ChatGPT Plus (paid personal subscription) — same defaults as free, same opt-out available. The payment doesn’t change the data terms.

ChatGPT Team or Enterprise — data is not used for training. Conversations are isolated to your organisation. Significantly better from a data protection perspective.

Microsoft Copilot — when accessed through Microsoft 365 Business or Enterprise subscriptions, data handling follows your Microsoft tenancy agreements. Consumer-facing Copilot.microsoft.com has different (and weaker) protections.

Google Gemini — similar pattern: Workspace enterprise accounts offer stronger protections than consumer accounts.

The headline: if your staff are using the free or personal-subscription versions of these tools, your business data may be used to train future AI models and retained by the provider. This is almost certainly not what your customers consented to in their contracts with you, and may create GDPR exposure.

GDPR implications for UK small businesses

Under UK GDPR, sharing personal data with a third party requires a lawful basis. When a staff member pastes a customer’s name, email, and purchase history into an AI tool, they’ve shared personal data with that tool’s provider. Does your business have a Data Processing Agreement with that provider? Almost certainly not for consumer accounts.

The ICO has been increasingly clear that “accidental” or “unauthorised” sharing of customer personal data via AI tools is a data incident that may need to be reported. Small businesses aren’t exempt from this.

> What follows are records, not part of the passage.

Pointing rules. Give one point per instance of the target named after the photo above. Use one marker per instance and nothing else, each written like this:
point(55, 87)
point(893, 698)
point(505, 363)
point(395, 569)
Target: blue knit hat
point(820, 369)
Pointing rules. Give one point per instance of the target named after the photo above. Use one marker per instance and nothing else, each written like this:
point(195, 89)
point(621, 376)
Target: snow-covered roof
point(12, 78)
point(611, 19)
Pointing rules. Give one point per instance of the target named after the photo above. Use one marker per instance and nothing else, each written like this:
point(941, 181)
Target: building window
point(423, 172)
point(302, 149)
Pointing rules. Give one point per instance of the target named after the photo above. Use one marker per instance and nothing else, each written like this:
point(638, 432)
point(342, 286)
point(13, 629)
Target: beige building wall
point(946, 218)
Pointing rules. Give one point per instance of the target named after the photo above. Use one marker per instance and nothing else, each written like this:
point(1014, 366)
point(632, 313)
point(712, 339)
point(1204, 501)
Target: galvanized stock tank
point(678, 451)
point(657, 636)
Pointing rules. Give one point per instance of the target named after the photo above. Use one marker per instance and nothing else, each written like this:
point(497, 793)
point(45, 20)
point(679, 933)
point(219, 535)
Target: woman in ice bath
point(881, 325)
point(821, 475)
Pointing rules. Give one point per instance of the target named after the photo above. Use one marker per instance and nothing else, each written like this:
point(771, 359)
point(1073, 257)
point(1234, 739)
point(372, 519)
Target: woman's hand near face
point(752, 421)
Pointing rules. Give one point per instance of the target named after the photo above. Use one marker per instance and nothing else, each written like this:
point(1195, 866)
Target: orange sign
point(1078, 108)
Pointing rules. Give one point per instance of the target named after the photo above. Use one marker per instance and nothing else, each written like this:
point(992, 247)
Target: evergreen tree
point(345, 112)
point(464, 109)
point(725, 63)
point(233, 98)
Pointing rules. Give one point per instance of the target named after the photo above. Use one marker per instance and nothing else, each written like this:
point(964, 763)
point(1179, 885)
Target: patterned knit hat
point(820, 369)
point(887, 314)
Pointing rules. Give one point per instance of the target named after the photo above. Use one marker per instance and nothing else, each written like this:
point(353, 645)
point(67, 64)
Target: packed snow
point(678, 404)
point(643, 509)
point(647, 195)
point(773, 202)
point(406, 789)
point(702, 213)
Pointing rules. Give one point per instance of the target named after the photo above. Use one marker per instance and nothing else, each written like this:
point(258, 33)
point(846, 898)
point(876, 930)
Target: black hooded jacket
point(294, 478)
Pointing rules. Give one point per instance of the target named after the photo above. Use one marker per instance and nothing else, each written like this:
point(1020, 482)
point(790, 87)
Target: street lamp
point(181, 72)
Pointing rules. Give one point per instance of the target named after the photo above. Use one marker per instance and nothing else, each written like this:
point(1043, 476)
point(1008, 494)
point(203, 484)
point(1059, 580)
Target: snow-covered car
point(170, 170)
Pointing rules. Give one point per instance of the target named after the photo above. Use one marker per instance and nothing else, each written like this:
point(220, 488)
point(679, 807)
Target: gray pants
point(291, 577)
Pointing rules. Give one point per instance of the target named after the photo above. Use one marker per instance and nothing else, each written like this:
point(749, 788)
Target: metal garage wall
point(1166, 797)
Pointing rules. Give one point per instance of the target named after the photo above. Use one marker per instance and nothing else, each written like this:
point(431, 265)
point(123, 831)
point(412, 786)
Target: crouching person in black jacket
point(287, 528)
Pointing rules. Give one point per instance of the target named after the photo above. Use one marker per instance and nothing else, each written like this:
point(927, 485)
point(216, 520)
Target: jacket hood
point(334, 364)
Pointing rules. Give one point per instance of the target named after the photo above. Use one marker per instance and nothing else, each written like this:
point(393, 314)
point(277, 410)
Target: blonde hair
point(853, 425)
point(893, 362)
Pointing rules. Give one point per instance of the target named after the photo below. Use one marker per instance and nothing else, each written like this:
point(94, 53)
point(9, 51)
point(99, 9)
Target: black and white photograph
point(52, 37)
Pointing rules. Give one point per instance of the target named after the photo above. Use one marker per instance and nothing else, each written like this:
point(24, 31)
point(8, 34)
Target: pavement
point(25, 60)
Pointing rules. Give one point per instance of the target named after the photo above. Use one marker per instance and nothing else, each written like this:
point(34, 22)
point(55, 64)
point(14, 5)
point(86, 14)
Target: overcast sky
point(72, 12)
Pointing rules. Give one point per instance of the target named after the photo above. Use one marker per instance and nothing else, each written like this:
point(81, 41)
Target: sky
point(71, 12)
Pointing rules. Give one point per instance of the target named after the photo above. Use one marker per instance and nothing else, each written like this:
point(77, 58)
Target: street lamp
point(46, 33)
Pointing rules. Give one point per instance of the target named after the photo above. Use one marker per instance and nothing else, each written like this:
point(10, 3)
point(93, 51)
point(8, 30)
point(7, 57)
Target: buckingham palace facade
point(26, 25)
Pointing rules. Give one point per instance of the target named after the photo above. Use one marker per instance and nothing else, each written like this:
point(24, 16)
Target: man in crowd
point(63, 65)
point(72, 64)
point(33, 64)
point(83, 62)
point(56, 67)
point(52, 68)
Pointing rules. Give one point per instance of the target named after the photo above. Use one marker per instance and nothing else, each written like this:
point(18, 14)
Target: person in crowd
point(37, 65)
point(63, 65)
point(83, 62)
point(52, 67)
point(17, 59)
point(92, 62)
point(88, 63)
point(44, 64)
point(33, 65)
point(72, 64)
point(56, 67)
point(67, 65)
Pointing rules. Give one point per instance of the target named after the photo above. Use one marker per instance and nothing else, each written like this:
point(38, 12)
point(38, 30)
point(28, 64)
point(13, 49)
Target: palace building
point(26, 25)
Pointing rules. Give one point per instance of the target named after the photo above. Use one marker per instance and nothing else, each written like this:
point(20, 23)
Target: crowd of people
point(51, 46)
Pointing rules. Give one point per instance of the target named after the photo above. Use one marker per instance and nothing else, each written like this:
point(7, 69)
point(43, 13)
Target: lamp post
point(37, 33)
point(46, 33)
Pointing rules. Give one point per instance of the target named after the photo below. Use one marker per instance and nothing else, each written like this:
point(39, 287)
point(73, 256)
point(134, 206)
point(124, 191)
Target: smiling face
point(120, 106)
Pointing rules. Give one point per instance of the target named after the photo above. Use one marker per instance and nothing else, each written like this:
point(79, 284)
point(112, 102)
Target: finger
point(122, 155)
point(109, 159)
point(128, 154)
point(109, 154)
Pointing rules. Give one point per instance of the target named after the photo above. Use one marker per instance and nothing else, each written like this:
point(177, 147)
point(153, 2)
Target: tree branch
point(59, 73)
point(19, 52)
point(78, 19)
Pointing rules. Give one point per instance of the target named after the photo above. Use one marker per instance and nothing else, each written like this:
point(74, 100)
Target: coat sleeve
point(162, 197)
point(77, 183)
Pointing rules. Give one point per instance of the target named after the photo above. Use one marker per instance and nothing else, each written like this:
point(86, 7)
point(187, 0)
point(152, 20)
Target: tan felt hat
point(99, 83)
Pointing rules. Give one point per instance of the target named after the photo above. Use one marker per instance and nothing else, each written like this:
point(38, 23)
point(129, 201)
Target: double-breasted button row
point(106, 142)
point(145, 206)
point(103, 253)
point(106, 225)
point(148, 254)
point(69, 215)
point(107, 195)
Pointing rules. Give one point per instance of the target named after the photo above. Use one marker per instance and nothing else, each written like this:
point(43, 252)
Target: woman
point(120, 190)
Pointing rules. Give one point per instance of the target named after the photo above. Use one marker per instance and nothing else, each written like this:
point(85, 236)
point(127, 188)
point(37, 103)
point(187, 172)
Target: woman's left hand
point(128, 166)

This doesn’t mean you need to ban AI tools. It means you need to be deliberate about which tools are approved for which uses.

Shadow AI: the governance gap

Shadow AI — AI tools used by staff without IT or management awareness — is now the norm in organisations without explicit AI policies. A 2025 survey found that 68% of employees use AI tools at work without telling their employer, and 35% have shared data they knew their organisation would consider sensitive.

The dynamic is understandable: AI tools are genuinely helpful, the productivity gains are real, and telling staff they can’t use them breeds resentment and workarounds. The better response is policy, not prohibition.

What a sensible AI policy looks like

You don’t need a 20-page document. A one-page policy covering the following is enough:

Approved tools. List which AI tools staff can use for work. If you’ve upgraded to business-tier accounts (ChatGPT Team, Microsoft Copilot via M365 Business), say so explicitly. If you haven’t, consider whether it’s worth the cost.

What can never be shared. Be specific: customer personal information, financial account details, employee records, passwords, client contracts, commercially sensitive information. The clearer this list, the fewer judgement calls staff have to make.

What is fine to share. Generic drafting, non-sensitive writing tasks, summarising publicly available information, coding help with anonymised examples. Giving staff a positive list of approved uses is as important as the prohibition list.

What to do if they’re unsure. A named person to ask, or a simple rule: “If you’d hesitate to email it to a stranger, don’t paste it into an AI tool.”

Post it where staff will actually see it — in your onboarding materials, your team chat, next to your GDPR documentation.

Practical steps for this week

  1. Check which AI tools your staff are actually using — ask them informally, don’t assume. You may be surprised.

  2. Review your subscriptions. If staff are using free consumer ChatGPT for work purposes, consider upgrading to ChatGPT Team (around £20/user/month) for proper data protection.

  3. Draft a one-page AI acceptable use policy and circulate it. Keep it straightforward — the goal is awareness, not compliance theatre.

  4. Add AI tool guidance to your GDPR training — most staff have had some GDPR awareness but AI tools postdate most of that training.

  5. Check your privacy notices — if customers ask whether you use AI tools to process their data, you should have an honest answer ready.

AI tools aren’t going away, and you shouldn’t want them to. But data protection is a responsibility that doesn’t have an AI exemption. A short policy and some awareness training covers most of the risk with minimal effort.